De façon emblématique, Sous le soleil [84] visait rien moins qu’à l’abandon, pour un temps, du programme d’exposition de la Villa Arson. La commande d’œuvres temporaires, la liberté dans le moment et la durée de la réalisation, la diversité des contextes proposés, l’opposition entre les œuvres en situation et leur transport, ou leur trace, dans des salles dites du musée, tout cela constituait autant de remise en question des données habituelles du jeu de l’exposition.

***

Le spectaculaire, la scénographie, la production, le projet, la commande, l’explicitation de la règle du jeu, les dispositifs de communication (…) constituent autant de lignes de fuites. L’exposition est un potentiel dont il serait stupide de vouloir arrêter la définition. La complexité requise interdit de la laisser rabattre sur des concepts « prêts à porter », fussent ceux récemment agités de l’information, de la médiatisation ou de la communication. Pour le meilleur, elle demeure le point aveugle autour duquel s’enroulent des expériences parfois contradictoires, le noyau vide d’un questionnement.

Les centres d’art n’ont certes pas la primeur de l’organisation d’exposition. Il est même douteux qu’ils en détiennent une conception spécifique tant il est vrai que le contour des institutions est devenu flou, comme d’ailleurs celui du rôle des différents acteurs de la scène artistique.

Cependant, le caractère récent de leur émergence peut les soustraire aux pesanteurs. Dans leur définition incertaine, dans le tremblé de leur image et dans ce qu’elle comporte de « clocherie », dans l’inquiétude du questionnement, ils sont des lieux, où peuvent s’écrire des pages vivantes, des plus significatives de l’art, des lieux où l’art peut « avoir lieu » [85]. Pour autant qu’ils soient réellement à l’écoute des artistes et sachent se libérer des recettes éprouvées ailleurs, pour autant qu’ils pratiquent l’attention flottante et qu’ils excellent dans un certain art de la déliaison, — sans esquiver la crise, jusqu’au point de rupture et jusqu’à la subversion de leurs propres limites. Le reste n’est que remplissage.

Notes

[1]. Evelyn Beer et Riet de Leeuw (sous la direction de), L’Exposition imaginaire. The art of exhibiting in the eighties, La Haye, SDU Uitgeverij et Rijksdienst Beeldende Kunst, 1989.

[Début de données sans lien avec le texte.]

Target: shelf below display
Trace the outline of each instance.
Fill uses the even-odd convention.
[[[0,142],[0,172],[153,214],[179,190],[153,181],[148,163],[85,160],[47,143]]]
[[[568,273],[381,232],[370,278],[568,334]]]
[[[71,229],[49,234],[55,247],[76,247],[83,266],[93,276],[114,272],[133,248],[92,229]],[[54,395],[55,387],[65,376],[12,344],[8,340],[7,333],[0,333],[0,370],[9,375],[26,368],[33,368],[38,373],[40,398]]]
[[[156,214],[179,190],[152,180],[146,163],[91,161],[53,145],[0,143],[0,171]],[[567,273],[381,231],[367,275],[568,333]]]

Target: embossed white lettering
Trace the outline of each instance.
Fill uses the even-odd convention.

[2]. Chez Daniel Buren, qui a écrit très tôt plusieurs textes sur le sujet, la critique part pour ainsi dire du musée (cf. Limites critiques, Paris, Yvon Lambert, 1969 ; « Position/Proposition » in catalogue de l’exposition Daniel Buren, Mönchengladbach, Städtisches Museum Abteiberg, 1969 ; « Exposition d’une exposition » in catalogue de l’exposition Documenta 5, Cassel, 1972). Plus récemment, Yves Michaud (in : L’Artiste et les commissaires, Nîmes, Jacqueline Chambon, 1989) a également attaqué, mais d’un autre point de vue, le pouvoir des organisateurs.

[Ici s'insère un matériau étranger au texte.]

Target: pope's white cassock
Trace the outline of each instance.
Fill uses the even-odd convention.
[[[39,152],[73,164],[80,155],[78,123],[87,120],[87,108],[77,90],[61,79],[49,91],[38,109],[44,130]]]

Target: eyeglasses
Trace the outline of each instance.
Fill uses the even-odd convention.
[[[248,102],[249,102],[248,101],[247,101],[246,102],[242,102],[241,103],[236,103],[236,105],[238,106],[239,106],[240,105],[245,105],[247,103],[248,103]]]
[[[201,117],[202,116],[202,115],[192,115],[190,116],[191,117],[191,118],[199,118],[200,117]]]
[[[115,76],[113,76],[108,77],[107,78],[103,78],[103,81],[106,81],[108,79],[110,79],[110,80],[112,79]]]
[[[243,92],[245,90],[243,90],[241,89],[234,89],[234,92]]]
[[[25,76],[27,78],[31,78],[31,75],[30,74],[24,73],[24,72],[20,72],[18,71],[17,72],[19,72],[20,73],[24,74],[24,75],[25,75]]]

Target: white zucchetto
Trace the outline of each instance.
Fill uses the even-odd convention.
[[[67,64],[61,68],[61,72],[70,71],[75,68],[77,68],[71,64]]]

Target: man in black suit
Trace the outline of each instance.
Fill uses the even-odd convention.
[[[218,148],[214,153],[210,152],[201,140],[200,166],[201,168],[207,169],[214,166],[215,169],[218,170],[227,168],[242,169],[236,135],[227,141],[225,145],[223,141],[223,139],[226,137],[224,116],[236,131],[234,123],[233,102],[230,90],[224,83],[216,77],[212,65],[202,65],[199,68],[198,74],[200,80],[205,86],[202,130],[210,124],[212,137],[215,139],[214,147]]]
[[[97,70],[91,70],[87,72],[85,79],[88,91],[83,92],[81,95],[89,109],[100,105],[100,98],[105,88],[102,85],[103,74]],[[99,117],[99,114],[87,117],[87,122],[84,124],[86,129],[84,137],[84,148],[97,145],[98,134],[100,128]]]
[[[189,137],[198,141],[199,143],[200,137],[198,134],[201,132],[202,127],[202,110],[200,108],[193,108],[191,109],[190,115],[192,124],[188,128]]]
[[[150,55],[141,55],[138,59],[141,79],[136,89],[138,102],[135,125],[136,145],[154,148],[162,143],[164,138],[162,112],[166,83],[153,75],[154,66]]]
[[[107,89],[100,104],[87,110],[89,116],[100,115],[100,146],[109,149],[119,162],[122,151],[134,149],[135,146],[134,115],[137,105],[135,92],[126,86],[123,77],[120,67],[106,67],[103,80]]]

[3]. G. Paolini, L. Fabro, J. Vieille, D. Graham au Nouveau Musée, à Villeurbanne ; N. Toroni, Cl. Parmiggiani, Fr. E. Walther, M. Verjux, M. Nannucci à la Villa Arson, à Nice ; M. Lupertz, R. Jakobsen et J.-R. Soto à l’Abbaye Saint-André, à Meymac ; Zush, Fr. Bouillon, P. Kirkeby à Labège ; R. Opalka et P. Van Cæckenberg au CCC, à Tours ; J. Dubuffet, M. Broodthaers, E. Kelly, M. Raysse, E. Hesse et Takis au Jeu de Paume, H. Van den Ban à Ivry, P. Giorda à Saint-Priest ; B. Lavier, organisé par le Consortium, à Dijon… Les Fonds régionaux d’art contemporain (Frac) ne sont pas en reste. Cf. par exemple : M. Aballéa, W. Wegmann, R. Monnier, D. Hubler et J. Mogarra au Frac du Limousin.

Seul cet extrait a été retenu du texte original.